The main problem for NATO is that the current strategy, while effective in destroying Libyan government installations and convincing some top officials to switch sides, is not having a similar effect on Qaddafi’s hard-core elite. An arms embargo on Libya, the freeze of Libyan government assets, and economic sanctions are putting a dent on Qaddafi’s checkbook, yet not nearly fast enough to solicit universal domestic support for the mission.
Meanwhile, President Obama is having trouble with the mission back home, with the United States Senate getting impatient with the administration’s refusal to solicit congressional approval for the air war. Lawmakers remain in the dark on how long it will take before the operation is successful, and how much money will be needed in order to maintain the current pace of the bombardment. Just this past week, the United States House of Representatives approved a non-binding resolution, by a vote of 268 to 145, expressing criticism of the Obama administration’s presumed avoidance of the War Powers Act. The fact that the resolution was endorsed by congressmen on all sides, from anti-war Democrats to hard-right Republicans, is an illustration of how serious the US Congress views the issue. Indeed, the American public appears to agree with Congress’s interpretation: a CNN poll finds that 55 percent of Americans believe that Congress, rather than the president, should have final authority to expand the Libyan conflict. Considering that the President of the United States is the Commander-in-Chief, this poll should serve as a dire warning to the Obama administration that they are either failing to communicate their position to the American people or are losing the public’s confidence.
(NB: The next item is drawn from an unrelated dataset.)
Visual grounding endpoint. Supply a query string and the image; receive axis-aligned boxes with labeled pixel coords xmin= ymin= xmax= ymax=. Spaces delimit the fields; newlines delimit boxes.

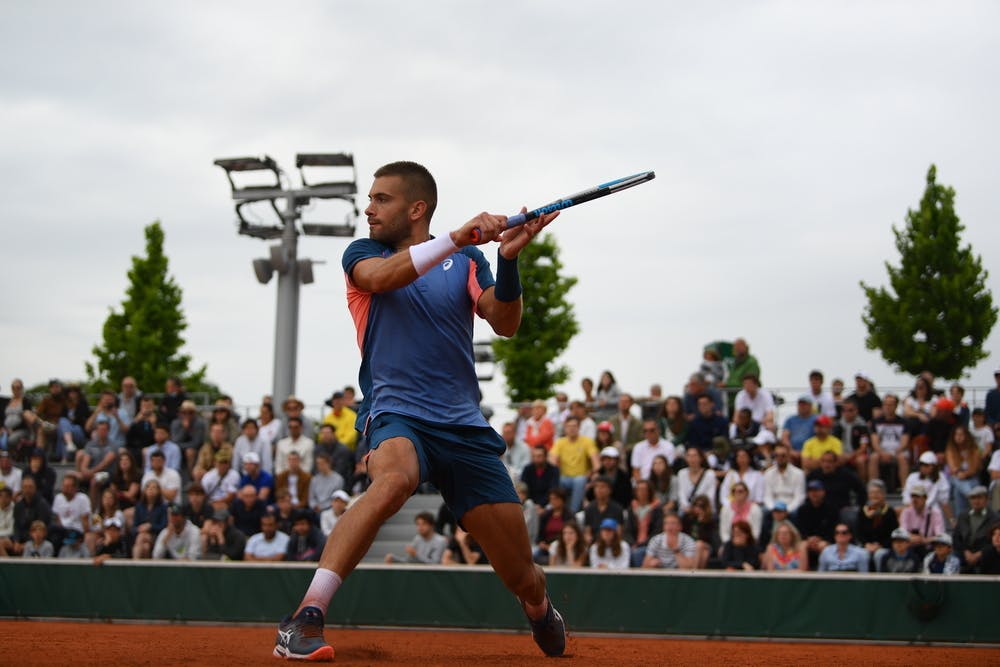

Muammar al-Qaddafi may be a dictator who has lost his credibility among his own citizens, isolated from the international community, his compound destroyed, with NATO bombers flying overhead. But his enemies in NATO are also weighed down with a significant amount of pressure. If the stalemate on the ground continues, it may be NATO instead of Qaddafi that has to explain themselves the most.
NATO needs to change the balance of power in Libya, and fast. All Qaddafi and his relatives need to do is prolong the fighting and wait for public opinion in the west to sour.